Di quello parla – su inquietante fondale di rumorismi glitch – “Death by Longitude”, episodio introdotto da queste parole: “Che dire di Barbados e Giamaica e Trinidad? L’Europa è Dio e tutto il resto è Satana!”.
La mole di quattrini in gioco viene evocata pure nell’eloquente “All the Money”, che provvede d’altra parte a istituire un legame con la contemporaneità: dialogando insieme al soprano Alya Al-Sultani in un ambiente a tinte fosche (qui la produzione è firmata dall’eminente pianista Vijay Iyer), Moor Mother menziona lo scandalo della cosiddetta Windrush Generation e punteggia la narrazione con una sequenza di interrogativi retorici (“Chi ha contribuito a costruire il paese? Chi è stato deportato? Chi è senza cittadinanza? Di chi è stata cancellata la memoria? A chi non è permesso di lavorare? Chi bussa alla porta dell’immigrazione?”), affiancandole la polemica sul saccheggio coloniale di cui beneficiarono i musei londinesi (“Victoria and Albert Museum, 4.6 milioni di reperti che abbracciano un periodo di cinquemila anni”).
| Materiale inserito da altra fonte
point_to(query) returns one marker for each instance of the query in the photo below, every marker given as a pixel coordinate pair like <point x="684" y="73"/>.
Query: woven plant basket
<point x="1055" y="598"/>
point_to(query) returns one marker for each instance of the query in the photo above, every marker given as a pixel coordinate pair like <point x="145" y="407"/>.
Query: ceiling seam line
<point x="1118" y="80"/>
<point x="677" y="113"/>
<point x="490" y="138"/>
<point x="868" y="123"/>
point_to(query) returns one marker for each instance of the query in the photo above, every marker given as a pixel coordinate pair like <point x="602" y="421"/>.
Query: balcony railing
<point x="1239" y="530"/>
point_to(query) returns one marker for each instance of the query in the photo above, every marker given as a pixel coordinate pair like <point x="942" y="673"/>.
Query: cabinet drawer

Il carattere sonoro dell’opera alterna a spigolose costruzioni elettroniche (in “Liverpool Wins”, che usa una metafora da campanilismo calcistico per descrivere il ruolo strategico della città portuale nel traffico delle navi stipate di schiavi) soluzioni di scuola jazzistica (il fraseggio di tromba che accompagna la protagonista in una beffarda revisione dell’inno nazionale “God Save the Queen”: “La Regina è stata salvata? Sono state salvate le sue piantagioni?”).
La platea dei collaboratori è vasta e qualificata: nell’esteso mantra “South Sea” agisce ad esempio il collettivo Sistazz Of The Nitty Gritty coordinato da Angel Bat Dawid e in “Compensated Emancipation” si apprezza il controcanto gospel della vocalist queer di Cleveland Kyle Kidd, quando nel suggestivo sketch “My Souls Been Anchored” fa capolino lo svedese Olof Melander e al citato “Death by Longitude” contribuisce la sperimentatrice norvegese Maja S. K. Ratkje.
Il compito di conferire tono e pathos all’iniziale “Guilty” spetta invece a Lonnie Holley, che in voce dispensa blues da par suo in un’orchestrazione cameristica imperniata sul ricamo all’arpa di Mary Lattimore. “Abbiate pietà di noi”, invoca lui, prima che Moor Mother declami un atto di accusa: “Avete capitalizzato il trauma?”.
All’intensità politica, The Great Bailout associa dunque un contenuto musicale in sé pregiato, ancorché complesso.
Sarà interessante verificarne in primavera l’ulteriore evoluzione dal vivo, in Italia al Bergamo Jazz Festival e al TPO di Bologna, rispettivamente il 22 e il 24 marzo.